“It’s got a long way to go, but it’s directionally correct,” Porrello said. Huntington, already present in Michigan, has around 300 dealers signed up in the state, with a goal of reaching around 400 in the next year or so, he said.
“In 2008-2009, we saw many of our competitors getting out,” Porrello said. “Today we are seeing competitors becoming more aggressive in this space.”
To grow the Michigan business, the bank recently hired Brad Norman, a 30-year veteran of Chrysler Financial Services, where he was director of the company’s Great Lakes Business Center. Chrysler Financial Services is now TD Bank Auto Finance.
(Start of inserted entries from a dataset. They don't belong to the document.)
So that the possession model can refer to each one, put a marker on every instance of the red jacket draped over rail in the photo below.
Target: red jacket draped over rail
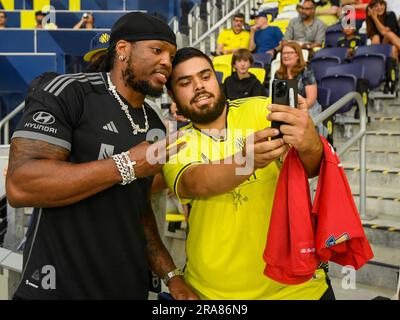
(302, 235)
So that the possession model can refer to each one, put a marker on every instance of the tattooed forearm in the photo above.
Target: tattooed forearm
(23, 150)
(159, 258)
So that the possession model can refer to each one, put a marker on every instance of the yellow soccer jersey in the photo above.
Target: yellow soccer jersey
(232, 41)
(227, 233)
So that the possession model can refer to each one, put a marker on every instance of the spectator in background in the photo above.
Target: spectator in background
(98, 48)
(293, 66)
(235, 38)
(360, 6)
(39, 15)
(327, 11)
(394, 5)
(3, 19)
(87, 22)
(382, 26)
(264, 38)
(307, 30)
(351, 40)
(242, 84)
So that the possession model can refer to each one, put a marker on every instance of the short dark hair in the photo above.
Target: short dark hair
(242, 54)
(312, 1)
(185, 54)
(238, 15)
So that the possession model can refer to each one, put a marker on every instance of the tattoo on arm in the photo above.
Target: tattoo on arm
(159, 258)
(23, 150)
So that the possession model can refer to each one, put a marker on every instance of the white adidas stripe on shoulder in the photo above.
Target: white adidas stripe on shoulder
(61, 80)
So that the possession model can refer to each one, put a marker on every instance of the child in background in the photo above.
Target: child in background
(351, 40)
(242, 84)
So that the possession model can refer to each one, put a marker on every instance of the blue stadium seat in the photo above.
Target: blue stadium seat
(335, 27)
(379, 65)
(385, 49)
(340, 53)
(320, 64)
(340, 85)
(331, 38)
(261, 60)
(13, 19)
(25, 43)
(356, 69)
(375, 68)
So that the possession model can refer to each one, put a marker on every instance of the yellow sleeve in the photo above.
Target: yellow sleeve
(172, 171)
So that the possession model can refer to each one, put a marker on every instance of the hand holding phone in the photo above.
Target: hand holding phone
(284, 92)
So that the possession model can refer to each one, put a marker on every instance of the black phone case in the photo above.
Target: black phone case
(280, 96)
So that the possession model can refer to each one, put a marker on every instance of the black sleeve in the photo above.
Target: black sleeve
(391, 22)
(51, 117)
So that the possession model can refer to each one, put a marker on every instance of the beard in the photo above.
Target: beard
(142, 86)
(207, 116)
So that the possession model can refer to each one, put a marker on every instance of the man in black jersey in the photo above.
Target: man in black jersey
(81, 157)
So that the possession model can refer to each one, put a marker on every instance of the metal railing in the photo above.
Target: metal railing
(360, 135)
(5, 123)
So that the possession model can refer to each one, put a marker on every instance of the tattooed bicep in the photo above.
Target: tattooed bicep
(23, 150)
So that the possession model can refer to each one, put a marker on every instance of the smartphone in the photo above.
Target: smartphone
(165, 296)
(283, 92)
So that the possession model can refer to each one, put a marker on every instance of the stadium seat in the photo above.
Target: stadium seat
(340, 85)
(356, 69)
(335, 28)
(259, 73)
(262, 60)
(320, 64)
(281, 24)
(331, 38)
(340, 53)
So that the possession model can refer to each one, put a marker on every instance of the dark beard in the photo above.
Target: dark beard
(208, 116)
(142, 86)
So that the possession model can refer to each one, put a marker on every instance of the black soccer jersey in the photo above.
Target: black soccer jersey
(95, 248)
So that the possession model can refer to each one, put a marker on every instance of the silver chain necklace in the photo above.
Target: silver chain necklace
(125, 109)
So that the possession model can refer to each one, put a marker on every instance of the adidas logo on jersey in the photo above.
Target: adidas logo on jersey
(111, 127)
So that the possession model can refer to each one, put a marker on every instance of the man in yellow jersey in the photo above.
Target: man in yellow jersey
(230, 204)
(235, 38)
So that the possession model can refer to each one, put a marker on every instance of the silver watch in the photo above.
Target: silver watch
(171, 274)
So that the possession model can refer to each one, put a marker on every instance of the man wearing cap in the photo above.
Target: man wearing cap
(264, 38)
(81, 157)
(235, 38)
(98, 49)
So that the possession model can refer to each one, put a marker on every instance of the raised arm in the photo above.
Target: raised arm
(200, 180)
(39, 176)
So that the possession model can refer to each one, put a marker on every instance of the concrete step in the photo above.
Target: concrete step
(380, 201)
(377, 176)
(382, 271)
(360, 292)
(376, 156)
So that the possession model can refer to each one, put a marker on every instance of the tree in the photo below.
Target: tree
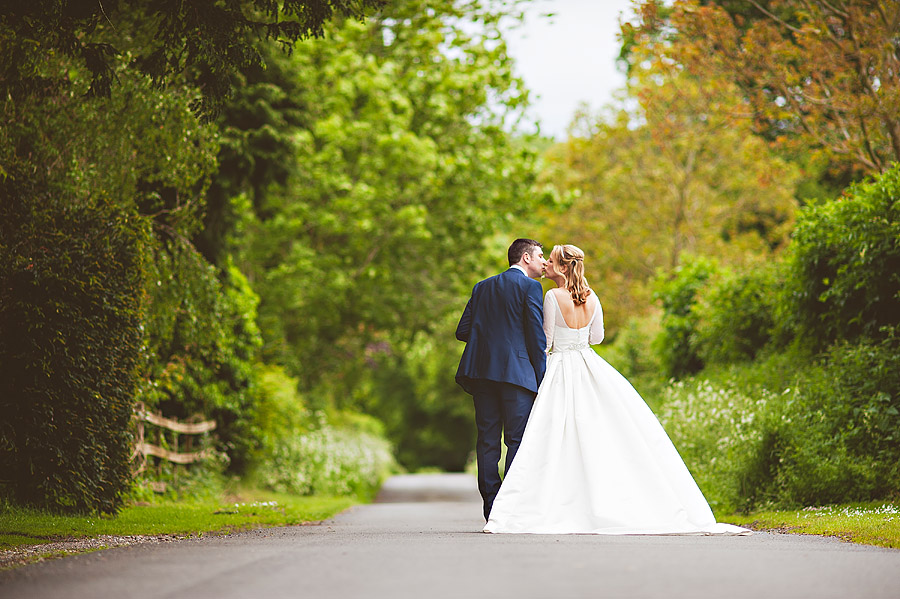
(676, 174)
(209, 41)
(823, 73)
(359, 181)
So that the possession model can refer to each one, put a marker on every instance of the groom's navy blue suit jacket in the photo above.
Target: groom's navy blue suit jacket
(502, 326)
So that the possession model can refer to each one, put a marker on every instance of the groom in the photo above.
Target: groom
(504, 360)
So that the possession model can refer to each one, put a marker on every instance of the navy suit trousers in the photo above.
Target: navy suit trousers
(497, 406)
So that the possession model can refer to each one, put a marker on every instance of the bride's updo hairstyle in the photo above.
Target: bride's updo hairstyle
(572, 258)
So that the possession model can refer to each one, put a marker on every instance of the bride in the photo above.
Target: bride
(593, 458)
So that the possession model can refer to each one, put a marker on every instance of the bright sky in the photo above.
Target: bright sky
(568, 58)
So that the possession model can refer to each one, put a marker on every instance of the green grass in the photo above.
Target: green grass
(866, 523)
(249, 508)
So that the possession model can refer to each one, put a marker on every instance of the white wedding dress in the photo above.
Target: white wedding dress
(594, 459)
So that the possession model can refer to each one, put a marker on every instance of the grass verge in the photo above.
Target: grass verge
(248, 508)
(865, 523)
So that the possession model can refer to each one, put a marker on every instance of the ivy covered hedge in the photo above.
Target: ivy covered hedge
(799, 391)
(70, 313)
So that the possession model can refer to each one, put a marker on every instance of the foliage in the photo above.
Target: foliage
(201, 345)
(359, 182)
(70, 311)
(677, 344)
(844, 265)
(161, 39)
(870, 523)
(818, 72)
(669, 173)
(791, 430)
(328, 461)
(735, 314)
(305, 452)
(426, 414)
(245, 508)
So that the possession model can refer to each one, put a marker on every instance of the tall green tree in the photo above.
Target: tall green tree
(671, 174)
(821, 74)
(364, 175)
(206, 42)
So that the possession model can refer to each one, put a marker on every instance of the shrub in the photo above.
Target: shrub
(327, 461)
(734, 315)
(676, 345)
(844, 265)
(791, 430)
(70, 310)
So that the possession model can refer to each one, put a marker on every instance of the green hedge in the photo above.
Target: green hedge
(70, 311)
(843, 265)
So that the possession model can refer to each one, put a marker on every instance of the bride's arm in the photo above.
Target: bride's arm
(549, 318)
(596, 334)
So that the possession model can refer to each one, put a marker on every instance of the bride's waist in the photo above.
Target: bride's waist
(570, 346)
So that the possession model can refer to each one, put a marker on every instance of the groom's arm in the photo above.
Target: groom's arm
(465, 323)
(535, 339)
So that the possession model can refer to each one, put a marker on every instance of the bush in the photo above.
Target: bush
(304, 453)
(70, 310)
(734, 315)
(676, 345)
(843, 265)
(791, 430)
(328, 461)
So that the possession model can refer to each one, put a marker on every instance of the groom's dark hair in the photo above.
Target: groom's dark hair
(519, 247)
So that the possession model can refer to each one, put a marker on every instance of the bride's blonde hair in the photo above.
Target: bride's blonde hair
(572, 258)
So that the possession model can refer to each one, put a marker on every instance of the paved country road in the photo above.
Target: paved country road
(422, 539)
Huntington, based in Columbus, Ohio, is a prime-risk lender that focuses on indirect loans via dealers, although, like other banks, it does offer direct loans to consumers, Porrello said.
In 2010, the bank originated $3.4 billion in auto loans in 2010, an increase of $1.8 billion from 2009.
Nationwide, Huntington had only about a 1 percent market share of total U.S. auto loans in the fourth quarter of 2010, according to Experian Automotive. But that was enough to put Huntington among the Top 20 auto lenders in the country in both new and used cars. It also marked a share increase from the year-ago quarter, Experian said.
Huntington says it has the No. 1 market share in Ohio and Kentucky. The bank announced last fall it was expanding in eastern Pennsylvania and entering five New England states. Those moves, too, were prompted in part by other banks backing off from auto lending at the time, Huntington officials said.
Since the end of 2010, Huntington has signed up about 200 dealers in New England, Porrello said.